Parce qu’ils comprennent d’une part, le fonctionnement des cellules de l’organisme humain et d’autre part, l’action des bactéries et des virus, les enseignants de biologie, se présentent à tous ceux qui n’ont pas suivi des études dans ce domaine comme des spécialistes compétents pour parler du sida. Les connaissances générales qu’ils ont sur les virus suffisent pour qu’ils parlent avec autorité du sida aux autres membres de la société. Dans une émission télévisée de la CRTV, un jeune a déclaré que son professeur de biologie leur avait dit en classe que le condom ne protège pas contre le sida parce que le condom a des pores à travers lesquels les virus du sida peuvent passer. Le discours des enseignants de biologie ne souffre pas de contradiction de la part de ceux qui n’ont pas fait des études de biologie. Ils n’expliquent le sida que par rapport au discours dominant. Nos entretiens avec ce type de personnel révèlent une culture un peu plus étendue que celle du personnel médical. L’explication pourrait se trouver sur le fait qu’à la différence des infirmiers et des médecins qui ont été plus conditionnés par le discours dominant, les enseignants sont un peu plus ouverts à d’autres courants de pensée.

De manière générale, les connaissances sur les bactéries et les virus, autant que celles concernant le fonctionnement de l’organisme humain, confèrent aux enseignants de biologie une autorité pour parler du sida. Cette autorité n’est cependant pas institutionnellement reconnue par l’autorité médicale (Ministère de la Santé Publique et le CNLS) qui continue à considérer le sida comme un problème médical et de ce fait réservé à la seule compétence du personnel médical.

  • Les journalistes

Dans leur formation, les journalistes camerounais ne reçoivent pas de cours de biologie. Seule une promotion de spécialistes (1992-1994) a été formée sur les questions de santé et d’environnement. Cependant, malgré cette lacune, les journalistes, au quotidien, travaillent avec des médecins et autres hommes de sciences parlant du sida.
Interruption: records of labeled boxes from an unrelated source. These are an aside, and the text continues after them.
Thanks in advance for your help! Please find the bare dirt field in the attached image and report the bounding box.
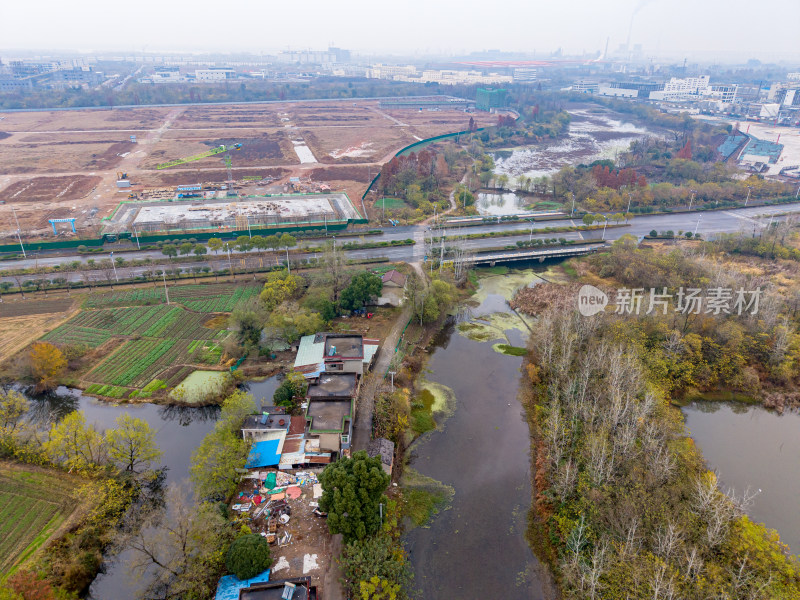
[0,100,495,239]
[0,175,102,202]
[0,138,134,174]
[0,298,74,363]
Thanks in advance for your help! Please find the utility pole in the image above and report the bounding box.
[439,230,447,273]
[692,214,703,235]
[11,206,28,258]
[111,252,119,283]
[225,242,236,281]
[161,269,169,304]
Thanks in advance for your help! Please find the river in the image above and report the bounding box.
[476,104,662,215]
[406,270,544,600]
[683,401,800,554]
[14,377,279,600]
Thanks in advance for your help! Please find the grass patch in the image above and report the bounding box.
[492,344,528,356]
[481,265,508,275]
[409,389,436,435]
[0,465,77,575]
[400,467,455,527]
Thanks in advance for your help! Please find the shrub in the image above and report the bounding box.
[225,533,272,580]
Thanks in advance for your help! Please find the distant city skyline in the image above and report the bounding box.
[0,0,800,62]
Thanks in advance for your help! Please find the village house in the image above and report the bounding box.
[378,269,408,306]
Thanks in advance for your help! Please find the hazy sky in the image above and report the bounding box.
[0,0,800,60]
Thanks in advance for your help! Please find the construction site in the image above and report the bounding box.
[108,193,362,235]
[0,100,495,243]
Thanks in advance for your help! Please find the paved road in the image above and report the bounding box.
[0,202,800,282]
[353,303,412,450]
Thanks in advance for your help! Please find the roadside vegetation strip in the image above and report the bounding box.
[433,223,628,243]
[83,283,261,312]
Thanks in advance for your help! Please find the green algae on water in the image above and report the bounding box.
[492,344,528,356]
[400,467,455,528]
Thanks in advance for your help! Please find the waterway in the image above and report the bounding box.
[14,377,279,600]
[683,401,800,554]
[476,105,661,215]
[406,270,544,600]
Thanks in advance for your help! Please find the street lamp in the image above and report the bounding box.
[11,206,28,258]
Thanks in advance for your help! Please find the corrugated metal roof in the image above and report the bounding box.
[214,570,269,600]
[294,335,325,369]
[245,439,281,469]
[364,343,380,365]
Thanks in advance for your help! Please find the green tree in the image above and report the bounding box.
[29,342,67,390]
[236,235,253,252]
[161,244,178,259]
[118,485,235,600]
[260,270,303,310]
[264,306,325,344]
[208,238,222,254]
[225,533,272,580]
[0,389,30,437]
[189,391,256,500]
[280,233,297,273]
[106,413,162,473]
[43,410,106,470]
[339,271,383,310]
[303,287,337,322]
[272,371,308,410]
[319,450,390,542]
[339,534,410,597]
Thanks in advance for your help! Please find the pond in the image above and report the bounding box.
[14,377,279,600]
[406,270,543,600]
[683,401,800,554]
[476,107,660,215]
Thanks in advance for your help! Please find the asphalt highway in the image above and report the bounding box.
[0,202,800,283]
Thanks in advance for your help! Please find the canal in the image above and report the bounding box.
[406,270,545,600]
[18,377,279,600]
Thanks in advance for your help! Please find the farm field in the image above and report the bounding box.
[0,298,73,363]
[42,284,261,399]
[0,463,78,580]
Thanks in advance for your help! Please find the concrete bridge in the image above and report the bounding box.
[474,244,603,266]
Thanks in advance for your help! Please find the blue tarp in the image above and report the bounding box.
[214,570,269,600]
[245,440,281,469]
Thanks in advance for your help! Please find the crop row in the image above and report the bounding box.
[86,383,131,398]
[84,283,261,312]
[42,323,111,348]
[87,339,175,387]
[0,491,60,572]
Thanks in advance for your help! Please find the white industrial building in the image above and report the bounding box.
[194,67,236,81]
Pour en avoir entendu parler par différents spécialistes, les journalistes finissent par se bâtir eux aussi une compétence sur ce sujet.

Bien que se contentant souvent des généralités, les journalistes apparaissent aux yeux du grand public comme la source des informations diffusées dans les médias. Cette conception du rôle du journaliste finit par lui conférer une compétence illimitée. Ainsi, le journaliste parle avec autorité, aux yeux du grand public, de tous les sujets, dont le sida. Le fait que les journalistes abordent différents sujets les expose à divers courants théoriques sur le sida. C’est par les média (BBC) que nous avons appris par exemple qu’un chercheur d’origine britannique (Edward HOOPER journaliste par ailleurs) avait publié un livre dans lequel il postule que le sida résulterait de l’échec d’un essai vaccinal effectué dans les années 57-60 dans la région des grands lacs africains.

Les journalistes, plus que d’autres acteurs y compris le personnel médical, ont été au courant des discours contradictoires au discours dominant sur le sida. L’accès aux informations contradictoires et surtout leur diffusion, met souvent les journalistes en contradiction avec le discours dominant. Dans ce cas, l’autorité médicale a tendance à leur opposer la censure. Ces opérations de censure au contraire, renforcent la crédibilité des journalistes aux yeux de la masse qui pense que les autorités politiques cherchent toujours à cacher la vérité.

En définitive, le personnel médical, les enseignants de biologie et les journalistes sont admis par la masse comme des acteurs disposant des connaissances sur le sida. Leurs discours suscitent généralement l’adhésion des acteurs de la communication sociale sur le sida moins instruits dans le domaine de la biologie. Cependant, les journalistes apparaissent comme le type susceptible de délivrer les discours les moins certains. Ce constat révèle l’important rôle des leaders d’opinion dans la transmission des messages, rôle mis en évidence par Paul LAZARSFELD, Bernard BERELSON et Elihu KATZ dans leur théorie du two step flow of communication.